VM Performance vs. Implementation Complexity

by chad

Dummy VM examples, works on x86-64 Linux

I was working on a post about recent advances in CHDL and realized that there was another topic I have been meaning to cover in this venue for years, the results of a simple exporation of VM performance vs. implementation complexity. In a recent demo for the Linux Users’ Group at Georgia Tech, I explained an FPGA development toolchain using CHDL and briefely demoed a CPU implementation I had thrown together last night using an accumulator instruction set which happened to already have an implementation of my favoite test algorithm due to this earlier work.

Platform VMs, Briefly

Virtual machines implementing instruction sets different from those of the host machine must provide a way to execute their guest instruction sets. When the instruction set happens to be that of another physical machine, the term emulator is typically used. When the instruction set is not that of a physical machine, the appelation is usually the more generic “platform VM,” everyones’ go-to example of which is probably the JVM.
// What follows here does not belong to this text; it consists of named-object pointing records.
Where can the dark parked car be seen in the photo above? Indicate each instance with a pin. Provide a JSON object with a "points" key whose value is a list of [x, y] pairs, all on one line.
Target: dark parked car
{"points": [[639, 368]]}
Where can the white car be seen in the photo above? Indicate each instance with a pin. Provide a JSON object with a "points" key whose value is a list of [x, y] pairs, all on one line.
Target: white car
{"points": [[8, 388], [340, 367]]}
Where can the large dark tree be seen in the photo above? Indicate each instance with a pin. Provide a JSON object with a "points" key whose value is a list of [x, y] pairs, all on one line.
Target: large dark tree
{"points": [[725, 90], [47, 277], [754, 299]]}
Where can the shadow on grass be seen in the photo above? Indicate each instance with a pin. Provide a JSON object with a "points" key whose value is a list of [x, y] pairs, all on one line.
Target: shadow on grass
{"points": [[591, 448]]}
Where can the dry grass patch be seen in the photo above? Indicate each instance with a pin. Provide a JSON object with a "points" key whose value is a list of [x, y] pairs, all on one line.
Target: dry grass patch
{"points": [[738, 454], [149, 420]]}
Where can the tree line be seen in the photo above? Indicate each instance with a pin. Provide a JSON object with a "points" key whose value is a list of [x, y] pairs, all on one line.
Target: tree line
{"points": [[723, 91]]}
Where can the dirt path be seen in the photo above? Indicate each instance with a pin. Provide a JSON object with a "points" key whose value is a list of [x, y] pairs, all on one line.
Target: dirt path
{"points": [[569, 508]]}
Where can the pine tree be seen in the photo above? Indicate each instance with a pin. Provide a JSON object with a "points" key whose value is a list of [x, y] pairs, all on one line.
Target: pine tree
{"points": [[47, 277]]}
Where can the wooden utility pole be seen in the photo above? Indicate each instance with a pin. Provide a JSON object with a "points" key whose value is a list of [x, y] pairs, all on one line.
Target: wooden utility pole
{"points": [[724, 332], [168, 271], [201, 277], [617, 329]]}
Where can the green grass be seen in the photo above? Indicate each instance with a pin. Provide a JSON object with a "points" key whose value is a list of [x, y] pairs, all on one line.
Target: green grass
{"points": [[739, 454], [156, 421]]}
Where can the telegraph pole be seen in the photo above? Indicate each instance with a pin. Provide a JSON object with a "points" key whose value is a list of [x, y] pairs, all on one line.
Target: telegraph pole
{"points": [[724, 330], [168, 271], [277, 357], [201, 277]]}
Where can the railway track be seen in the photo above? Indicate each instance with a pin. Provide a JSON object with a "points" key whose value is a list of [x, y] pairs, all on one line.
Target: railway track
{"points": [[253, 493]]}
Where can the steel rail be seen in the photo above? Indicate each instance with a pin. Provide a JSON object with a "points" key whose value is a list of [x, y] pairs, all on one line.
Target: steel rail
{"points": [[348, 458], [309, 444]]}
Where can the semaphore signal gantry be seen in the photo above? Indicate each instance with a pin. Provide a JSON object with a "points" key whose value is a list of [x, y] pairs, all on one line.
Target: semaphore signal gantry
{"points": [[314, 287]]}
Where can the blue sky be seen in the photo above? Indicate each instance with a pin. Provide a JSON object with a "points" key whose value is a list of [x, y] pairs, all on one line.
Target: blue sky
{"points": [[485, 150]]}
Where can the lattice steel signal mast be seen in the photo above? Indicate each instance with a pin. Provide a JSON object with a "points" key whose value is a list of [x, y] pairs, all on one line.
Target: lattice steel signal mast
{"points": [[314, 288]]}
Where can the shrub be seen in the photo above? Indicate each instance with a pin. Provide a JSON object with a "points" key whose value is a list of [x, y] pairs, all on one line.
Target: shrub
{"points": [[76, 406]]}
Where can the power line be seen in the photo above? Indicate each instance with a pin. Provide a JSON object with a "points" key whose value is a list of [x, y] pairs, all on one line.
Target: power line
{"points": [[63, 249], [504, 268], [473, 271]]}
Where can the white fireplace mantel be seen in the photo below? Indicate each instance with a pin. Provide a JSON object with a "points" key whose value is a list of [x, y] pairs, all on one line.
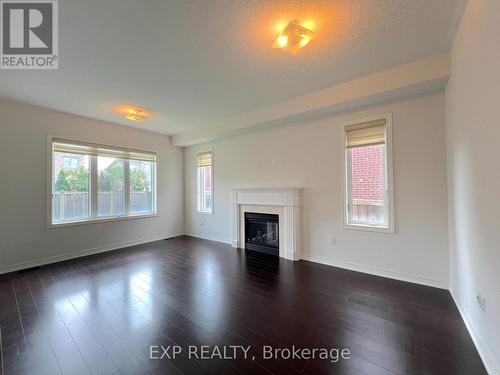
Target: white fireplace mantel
{"points": [[285, 202]]}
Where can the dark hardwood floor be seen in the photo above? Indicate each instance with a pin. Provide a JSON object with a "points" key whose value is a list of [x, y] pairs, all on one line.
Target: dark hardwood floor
{"points": [[100, 315]]}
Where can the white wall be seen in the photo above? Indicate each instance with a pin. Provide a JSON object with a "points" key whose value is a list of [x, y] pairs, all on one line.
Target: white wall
{"points": [[473, 136], [308, 155], [23, 171]]}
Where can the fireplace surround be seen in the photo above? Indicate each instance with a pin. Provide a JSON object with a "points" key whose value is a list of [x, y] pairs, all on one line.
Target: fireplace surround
{"points": [[283, 202], [262, 232]]}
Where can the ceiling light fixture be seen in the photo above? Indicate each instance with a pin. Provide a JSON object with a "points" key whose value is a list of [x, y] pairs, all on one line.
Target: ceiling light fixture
{"points": [[293, 38], [136, 115]]}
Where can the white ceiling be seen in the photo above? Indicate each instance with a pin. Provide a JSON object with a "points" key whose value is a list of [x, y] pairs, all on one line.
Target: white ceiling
{"points": [[195, 63]]}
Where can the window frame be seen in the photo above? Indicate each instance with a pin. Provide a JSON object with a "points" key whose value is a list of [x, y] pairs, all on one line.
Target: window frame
{"points": [[93, 219], [389, 201], [197, 196]]}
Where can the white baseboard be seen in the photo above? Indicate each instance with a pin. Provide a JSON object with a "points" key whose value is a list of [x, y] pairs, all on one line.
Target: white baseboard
{"points": [[81, 253], [377, 271], [481, 348], [210, 237]]}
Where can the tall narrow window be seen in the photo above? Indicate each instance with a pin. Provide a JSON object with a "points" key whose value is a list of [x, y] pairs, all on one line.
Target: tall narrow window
{"points": [[95, 182], [205, 182], [70, 187], [368, 194]]}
My personal favorite example is the execution engine of QEMU. While it is, considered in its entirety, an emulator, emulating the instruction sets of some physical machines that have been implemented in hardware, its current approach to emulation uses a two-step approach to emulation, translating first to an intermediate language which is then translated to native operations by the Tiny Code Generator. The TCG’s input can be thought of as a virtual instruction set and QEMU’s execution engine as a platform VM executing this instruction set.

A Dummy VM Architecture

If you were to naively set out comparing platform VMs implementations in use in real software today, you would be faced with a ton of incomparable implementations implementing different architectures with different goals. If you have an application that requires a VM, it is useful to have some a priori knowledge about the difficulties and advantages of different implementations. Toward this end, I defined a very simple architecture and implemented it seven times using different techniques.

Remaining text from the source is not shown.